(Reuters) – Two Midwest senators said Friday they had introduced a bill to reform the Environmental Protection Agency’s biofuel waiver program, which the corn industry says helps oil companies at the expense of farmers here by threatening ethanol demand.
The bill, introduced by Democrat Tammy Duckworth of Illinois and Republican Deb Fischer of Nebraska, would impose a June 1 deadline for refineries to apply for the waivers that exempt them from blending ethanol into gasoline, so the EPA has time to calculate the volumes waived and apply them to the next year’s blending mandates, the senators said in a statement.
It would require the agency to report to lawmakers on the methodology used to decide whether a waiver is granted, and would make other elements of the largely confidential waiver process more transparent.

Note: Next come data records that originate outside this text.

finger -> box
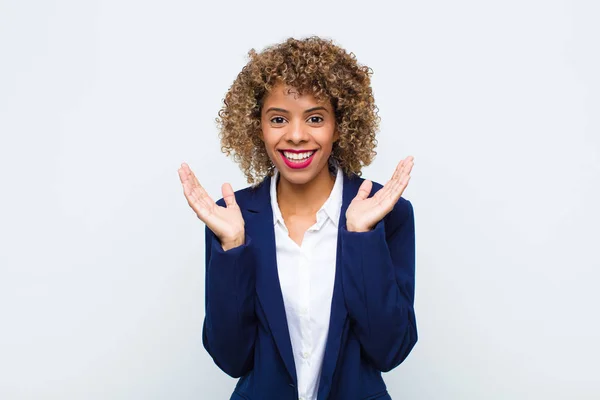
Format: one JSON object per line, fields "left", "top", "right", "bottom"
{"left": 395, "top": 156, "right": 414, "bottom": 180}
{"left": 376, "top": 165, "right": 402, "bottom": 199}
{"left": 372, "top": 178, "right": 391, "bottom": 202}
{"left": 221, "top": 182, "right": 238, "bottom": 208}
{"left": 180, "top": 167, "right": 214, "bottom": 209}
{"left": 179, "top": 163, "right": 200, "bottom": 188}
{"left": 394, "top": 162, "right": 411, "bottom": 190}
{"left": 179, "top": 168, "right": 195, "bottom": 197}
{"left": 187, "top": 169, "right": 214, "bottom": 205}
{"left": 179, "top": 163, "right": 197, "bottom": 188}
{"left": 385, "top": 168, "right": 411, "bottom": 204}
{"left": 375, "top": 158, "right": 414, "bottom": 209}
{"left": 179, "top": 162, "right": 195, "bottom": 179}
{"left": 354, "top": 179, "right": 372, "bottom": 201}
{"left": 178, "top": 165, "right": 217, "bottom": 222}
{"left": 391, "top": 159, "right": 404, "bottom": 181}
{"left": 393, "top": 175, "right": 411, "bottom": 202}
{"left": 178, "top": 163, "right": 191, "bottom": 184}
{"left": 402, "top": 156, "right": 414, "bottom": 174}
{"left": 393, "top": 172, "right": 412, "bottom": 201}
{"left": 396, "top": 158, "right": 414, "bottom": 184}
{"left": 186, "top": 166, "right": 201, "bottom": 188}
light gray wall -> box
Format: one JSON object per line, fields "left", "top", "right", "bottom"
{"left": 1, "top": 0, "right": 598, "bottom": 398}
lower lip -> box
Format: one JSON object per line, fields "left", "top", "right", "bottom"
{"left": 279, "top": 151, "right": 316, "bottom": 169}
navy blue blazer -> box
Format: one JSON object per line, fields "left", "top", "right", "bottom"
{"left": 202, "top": 172, "right": 417, "bottom": 400}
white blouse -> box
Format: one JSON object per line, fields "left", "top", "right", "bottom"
{"left": 269, "top": 166, "right": 343, "bottom": 400}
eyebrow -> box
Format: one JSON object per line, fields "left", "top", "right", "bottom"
{"left": 264, "top": 106, "right": 330, "bottom": 114}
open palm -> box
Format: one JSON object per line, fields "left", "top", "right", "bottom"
{"left": 178, "top": 162, "right": 245, "bottom": 248}
{"left": 346, "top": 156, "right": 414, "bottom": 232}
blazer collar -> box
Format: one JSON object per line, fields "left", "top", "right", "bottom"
{"left": 244, "top": 169, "right": 361, "bottom": 214}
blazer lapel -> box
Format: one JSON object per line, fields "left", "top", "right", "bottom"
{"left": 317, "top": 172, "right": 364, "bottom": 400}
{"left": 243, "top": 176, "right": 298, "bottom": 386}
{"left": 243, "top": 172, "right": 365, "bottom": 396}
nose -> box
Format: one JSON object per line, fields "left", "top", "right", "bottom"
{"left": 285, "top": 118, "right": 309, "bottom": 144}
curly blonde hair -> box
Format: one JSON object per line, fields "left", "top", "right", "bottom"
{"left": 216, "top": 36, "right": 380, "bottom": 184}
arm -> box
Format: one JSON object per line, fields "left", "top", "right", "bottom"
{"left": 341, "top": 199, "right": 417, "bottom": 372}
{"left": 202, "top": 223, "right": 257, "bottom": 378}
{"left": 177, "top": 163, "right": 255, "bottom": 377}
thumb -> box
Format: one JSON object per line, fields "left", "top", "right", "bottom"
{"left": 354, "top": 179, "right": 372, "bottom": 201}
{"left": 221, "top": 183, "right": 237, "bottom": 207}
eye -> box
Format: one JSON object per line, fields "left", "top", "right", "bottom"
{"left": 270, "top": 116, "right": 286, "bottom": 124}
{"left": 308, "top": 116, "right": 324, "bottom": 124}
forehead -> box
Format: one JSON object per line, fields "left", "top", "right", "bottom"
{"left": 262, "top": 83, "right": 331, "bottom": 111}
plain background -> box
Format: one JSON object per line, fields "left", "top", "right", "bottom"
{"left": 1, "top": 0, "right": 599, "bottom": 399}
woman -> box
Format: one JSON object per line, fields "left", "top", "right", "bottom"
{"left": 178, "top": 36, "right": 417, "bottom": 400}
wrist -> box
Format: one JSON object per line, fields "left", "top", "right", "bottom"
{"left": 220, "top": 233, "right": 245, "bottom": 251}
{"left": 346, "top": 221, "right": 372, "bottom": 233}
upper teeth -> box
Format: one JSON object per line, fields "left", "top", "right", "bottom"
{"left": 283, "top": 151, "right": 314, "bottom": 160}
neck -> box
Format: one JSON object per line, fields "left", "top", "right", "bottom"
{"left": 276, "top": 164, "right": 336, "bottom": 217}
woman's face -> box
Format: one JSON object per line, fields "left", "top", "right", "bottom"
{"left": 260, "top": 83, "right": 338, "bottom": 186}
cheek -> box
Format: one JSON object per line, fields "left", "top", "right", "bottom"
{"left": 317, "top": 128, "right": 337, "bottom": 150}
{"left": 259, "top": 130, "right": 279, "bottom": 159}
{"left": 260, "top": 132, "right": 275, "bottom": 150}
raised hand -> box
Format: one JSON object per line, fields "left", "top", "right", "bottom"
{"left": 346, "top": 156, "right": 414, "bottom": 232}
{"left": 178, "top": 162, "right": 245, "bottom": 250}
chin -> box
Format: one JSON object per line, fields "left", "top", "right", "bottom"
{"left": 277, "top": 170, "right": 316, "bottom": 185}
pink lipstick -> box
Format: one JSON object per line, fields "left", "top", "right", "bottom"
{"left": 279, "top": 149, "right": 317, "bottom": 170}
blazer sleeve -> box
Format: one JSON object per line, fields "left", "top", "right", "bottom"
{"left": 202, "top": 222, "right": 257, "bottom": 378}
{"left": 340, "top": 198, "right": 418, "bottom": 372}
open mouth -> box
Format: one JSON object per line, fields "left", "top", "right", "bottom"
{"left": 281, "top": 150, "right": 316, "bottom": 162}
{"left": 278, "top": 150, "right": 317, "bottom": 169}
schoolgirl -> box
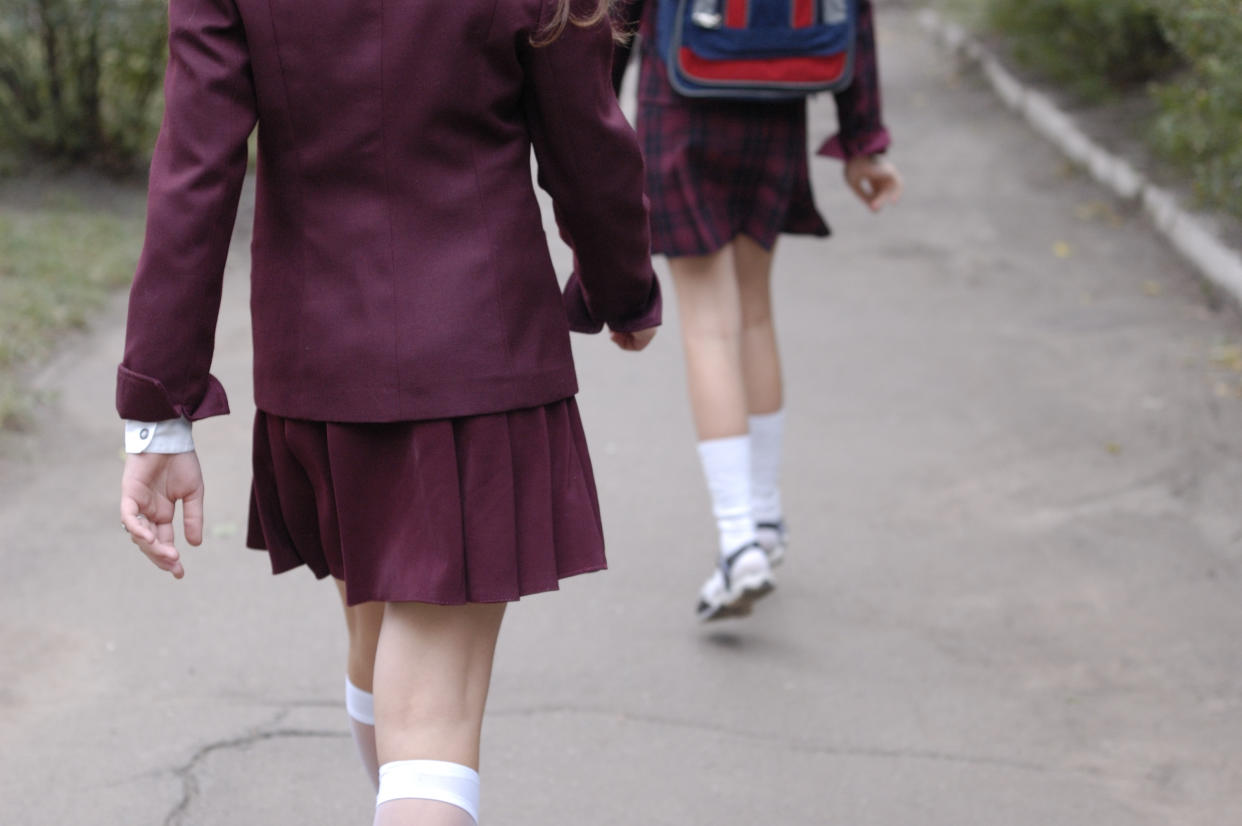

“Farmers across Illinois and throughout the Midwest are hurting and ethanol plants are idling while this administration is abusing the small refinery exemption program to undermine the bipartisan Renewable Fuel Standard,” said Duckworth.
“I am proud to work with Senator Fischer to introduce this bipartisan legislation to bring much-needed transparency to the waiver process and prevent it from being misused to benefit billion-dollar oil companies at the expense of hardworking Americans,” she said.
But small facilities can apply for an exemption if they prove that compliance with the RFS would cause them financial hardship, and the EPA can grant them secretly in a process they say protects confidential business information.